I need advice about spouse's web hosting service.

My spouse runs a small publishing company from our home.

We have mid priced web hosting service - one that over the years has been beaten out in price by other, better web hosts.

We keep making the decision each September to stick with them as otherwise we lose our emails related to the business.

This December, he released a new product, that should have netted us IMMEDIATELY some $ 1,500 or more in sales.

But little trickled in. Local buyers of our books called us on our personal phone number to tell us that they were having trouble making payments, and doing downloads.

We investigated and we found out something disturbing - despite the cost of the web hosting service, when a customer places an order, it is more than likely they receive a security warning from their web security shield that the site they are ordering from isn't secure.

Upon further talking to the web hosting company, they said to simply tell customers to ignore these messages. They explained that the reason for these messages is that we never had paid an extra $ 200 for our customers' purchases to have a separate certificate from our firm and that without that separate certificate, our firm is "sharing" security certificates with other firms - and thus is detected by customers' users as being insecure. They seemed unconcerned about the trouble this has cost us - and quite insistent that their method of letting companies "share" security certificates was no big deal.

So I am very angry right now. First of all, why didn't the company make this clear to us years ago? Second of all, why should we pay more to have a security certificate that is not shared? My web hosting service which is cheaper than the spouse's, does this for me for much less than the fee we are already paying for his web hosting service.


I have no idea how much money we have lost to date over this.

What do you think?

the a server. But... This is not my area and I will just put out some links for info.

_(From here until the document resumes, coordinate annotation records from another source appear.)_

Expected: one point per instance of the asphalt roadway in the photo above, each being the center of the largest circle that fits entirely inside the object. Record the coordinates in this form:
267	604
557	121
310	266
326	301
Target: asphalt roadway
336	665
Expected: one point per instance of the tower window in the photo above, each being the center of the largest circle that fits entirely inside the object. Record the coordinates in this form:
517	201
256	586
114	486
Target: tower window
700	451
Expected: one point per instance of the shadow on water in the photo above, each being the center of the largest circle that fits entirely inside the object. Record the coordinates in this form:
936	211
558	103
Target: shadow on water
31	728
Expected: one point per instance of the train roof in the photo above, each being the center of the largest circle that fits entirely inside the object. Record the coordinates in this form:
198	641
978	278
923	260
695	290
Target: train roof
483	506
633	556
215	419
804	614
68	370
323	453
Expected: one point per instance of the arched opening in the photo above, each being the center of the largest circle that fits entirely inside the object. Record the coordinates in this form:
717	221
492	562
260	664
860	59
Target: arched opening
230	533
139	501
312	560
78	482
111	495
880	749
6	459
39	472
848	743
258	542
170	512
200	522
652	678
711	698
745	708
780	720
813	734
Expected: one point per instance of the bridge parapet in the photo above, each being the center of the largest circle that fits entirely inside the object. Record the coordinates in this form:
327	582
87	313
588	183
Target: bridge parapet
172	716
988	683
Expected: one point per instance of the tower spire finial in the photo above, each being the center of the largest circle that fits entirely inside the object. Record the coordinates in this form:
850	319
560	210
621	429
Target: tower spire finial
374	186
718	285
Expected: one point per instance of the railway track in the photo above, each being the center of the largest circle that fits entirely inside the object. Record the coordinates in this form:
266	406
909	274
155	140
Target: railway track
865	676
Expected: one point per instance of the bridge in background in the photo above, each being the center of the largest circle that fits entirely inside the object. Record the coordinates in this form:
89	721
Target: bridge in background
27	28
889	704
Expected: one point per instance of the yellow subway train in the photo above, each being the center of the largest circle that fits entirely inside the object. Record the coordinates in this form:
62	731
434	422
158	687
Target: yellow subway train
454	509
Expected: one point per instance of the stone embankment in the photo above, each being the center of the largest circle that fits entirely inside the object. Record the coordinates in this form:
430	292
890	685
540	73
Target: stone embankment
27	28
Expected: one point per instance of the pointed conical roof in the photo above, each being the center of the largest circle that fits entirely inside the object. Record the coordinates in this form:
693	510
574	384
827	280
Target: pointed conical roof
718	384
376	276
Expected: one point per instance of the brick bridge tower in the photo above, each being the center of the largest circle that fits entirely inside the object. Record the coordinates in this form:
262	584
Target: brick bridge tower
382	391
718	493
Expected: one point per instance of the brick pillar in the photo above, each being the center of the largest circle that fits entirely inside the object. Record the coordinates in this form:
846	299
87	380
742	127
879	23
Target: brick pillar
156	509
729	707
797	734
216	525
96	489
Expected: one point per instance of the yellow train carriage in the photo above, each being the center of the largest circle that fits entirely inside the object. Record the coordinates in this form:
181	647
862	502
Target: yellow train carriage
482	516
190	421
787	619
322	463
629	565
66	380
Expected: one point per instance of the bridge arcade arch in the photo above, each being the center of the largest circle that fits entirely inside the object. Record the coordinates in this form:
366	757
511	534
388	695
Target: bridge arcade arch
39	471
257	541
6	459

The first link is to DU Web Page forum as this question falls more in that area than this one.

DU
<http://www.democraticunderground.com/discuss/duboard.php?az=show_topics&forum=288>

Thawte
<http://www.thawte.com/products/index.html?sl=t92310386410000007&gclid=COK2-b22xZ8CFeh_5QodhR9lyw>

Verisign
<https://www.verisign.com/ssl/index.html?sl=t72980167100000002&gclid=CMzTg720xZ8CFdx05QoddzLazg>

I hope this helps.

M. did take on the web hosting Goliath again today, and we did come to a bit better agreement with them, in that the fees will be waived due to losses we took.

But I am undertaking trying to understand all the in's and out's of these types of situations.

I also believe that it's pretty common for small ecommerce sites to work this way, because the SSL certificates seem to be expensive and most people don't want to purchase one if their web host already has one that they can use.

From my (limited) understanding, the only difference is the name on the certificate, and perhaps by publishing something on your site in the ordering section, if you state this and then the customer sees that the certificate has the name that you say it should (the web host company) then they may not be reluctant to order. At least they'll know that there's no hijacking going on.

I know it doesn't help with the orders you've lost, but it's just something to be aware of.

Your email stays with your domain name no matter who your host is. Sure there might be a short period of time before you could get email setup on the new hosting site, but your mail would be redirected to the new hosting service with the same email address.

.

If we pulled out from one site and moved to the other?

We occassionally get offers from larger Publishers to buy our products - and it would be awful to lose an offer because we were down for a period of time. There is no way we can know who would be contacting us - the people in Germany who bought out his German rights are not people we had approached - so if we had been down back in Dec of '06, we would have lost that opportunity.

And of course, maybe the email floats in cyber space so it wouldn't even be lost?

I've changed providers a few times and they always say it may take 24-48 hours for your new site to "propagate", meaning become available to all on the internet, but my experience is that it really takes no more than a few hours before it works.